(26) DrômePoët Laval Jazz

21/07/2019 – Raphaël Imbert « Music is my hope » au Poët-Laval Jazzs Festival

Le septet de Raphaël Imbert vient nous présenter son dernier opus « Music is my hope »  qui reprend des chansons sous forme de blues,  de negro spirituals, de soul, des protest songs voire de la folk pour exprimer tout ce que la musique peut nous offrir. C’est aussi un hommage à Paul Robeson (1898-1976), « noir-sportif de haut niveau-artiste-communiste … et beau », bref une idole. 

Raphaël Imbert est magnifiquement entouré : Marion Rampal et Aurore Imbert (sa sœur) à la voix ; Thomas Weirich et Pierre Durand aux guitares ; Pierre-Francois Blanchard aux claviers et Jean-Luc Di Fraya à la batterie et aux choeurs .

Sans oublier les milliers de fourmis mâles ailées en quête d’une reine qui partagent la scène avec les musiciens.

« Bienvenue à ce festival Jazz & Entomologie et à ces hyménoptères» nous annonce non sans humour Raphaël Imbert.

Le set démarre très doucement avec Didn’t my Lord deliver Daniel (sous entendu « et pourquoi pas nous ») et Peat Bog Soldier (premier chant anti-fasciste composé en 1934 dans les camps de concentration allemands), deux morceaux du répertoire de Paul Robeson. On poursuit avec Blue prelude, une chanson d’amour blues qui se termine mal avec Marion Rampal à la manœuvre.

Sur Lady on earth on apprécie la voix magnifique d’Aurore Imbert, chanson qu’elle a composée, tandis que son frère est passé au piano, puis a permuté avec Pierre-François Blanchard au clavier.

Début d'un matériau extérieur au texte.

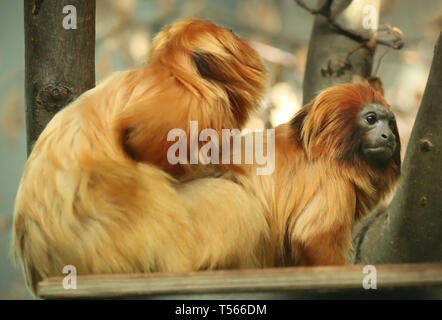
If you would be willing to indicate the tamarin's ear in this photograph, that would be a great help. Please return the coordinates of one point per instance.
(210, 67)
(299, 119)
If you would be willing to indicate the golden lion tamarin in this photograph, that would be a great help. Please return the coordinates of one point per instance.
(197, 71)
(96, 191)
(93, 196)
(335, 160)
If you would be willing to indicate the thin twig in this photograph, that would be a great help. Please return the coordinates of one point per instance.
(395, 44)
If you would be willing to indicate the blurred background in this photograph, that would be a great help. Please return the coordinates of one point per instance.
(279, 31)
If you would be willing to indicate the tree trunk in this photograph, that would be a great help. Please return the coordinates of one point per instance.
(59, 62)
(411, 229)
(334, 58)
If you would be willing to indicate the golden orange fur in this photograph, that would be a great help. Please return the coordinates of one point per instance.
(96, 192)
(321, 184)
(83, 201)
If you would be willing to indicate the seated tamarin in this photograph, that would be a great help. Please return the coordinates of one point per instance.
(98, 191)
(88, 199)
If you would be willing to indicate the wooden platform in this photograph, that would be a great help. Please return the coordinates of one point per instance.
(237, 281)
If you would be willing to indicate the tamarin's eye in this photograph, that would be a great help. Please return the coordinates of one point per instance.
(371, 119)
(391, 124)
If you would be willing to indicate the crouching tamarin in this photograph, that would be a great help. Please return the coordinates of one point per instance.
(98, 191)
(94, 196)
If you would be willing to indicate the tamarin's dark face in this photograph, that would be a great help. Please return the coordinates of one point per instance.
(379, 134)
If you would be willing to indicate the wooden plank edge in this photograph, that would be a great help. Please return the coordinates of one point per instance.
(223, 281)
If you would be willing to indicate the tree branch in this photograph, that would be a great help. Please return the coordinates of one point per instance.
(397, 43)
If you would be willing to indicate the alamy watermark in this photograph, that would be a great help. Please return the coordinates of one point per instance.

On passe par une chanson de Joni Mitchell « la plus grande chanteuse de jazz vivante » d’après Raphaël, The circle game. Ça c’est pour le volet folk du répertoire.

Arrive Shenandoah avec une guitare calmissime et la voix sublime de Marion Rampal ; elle nous transporte très haut avant de laisser la place à des chorus d’orgue et de guitare.

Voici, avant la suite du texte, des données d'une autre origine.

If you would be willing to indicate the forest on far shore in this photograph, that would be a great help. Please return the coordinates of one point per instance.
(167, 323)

Place ensuite à une composition de Raphaël, Easter Queen, sur des paroles d’Aurore. Puis Here’s the song avec des paroles de Marion. Un morceau foutraque et carrément free par moments.

On finit le concert avec Showboat to Delphi qui est prétexte à placer le « meilleur jeu de mot de Goscigny : La Pythie vient en mangeant »… il fallait le faire.

Le public est enthousiaste devant tant de générosité et de talent.

Le rappel se fera avec Sweat River Blues du précédent album « Music is my home ».

Un magnifique concert, varié pour achever cette sixième édition du Poët-Laval Jazzs Festival.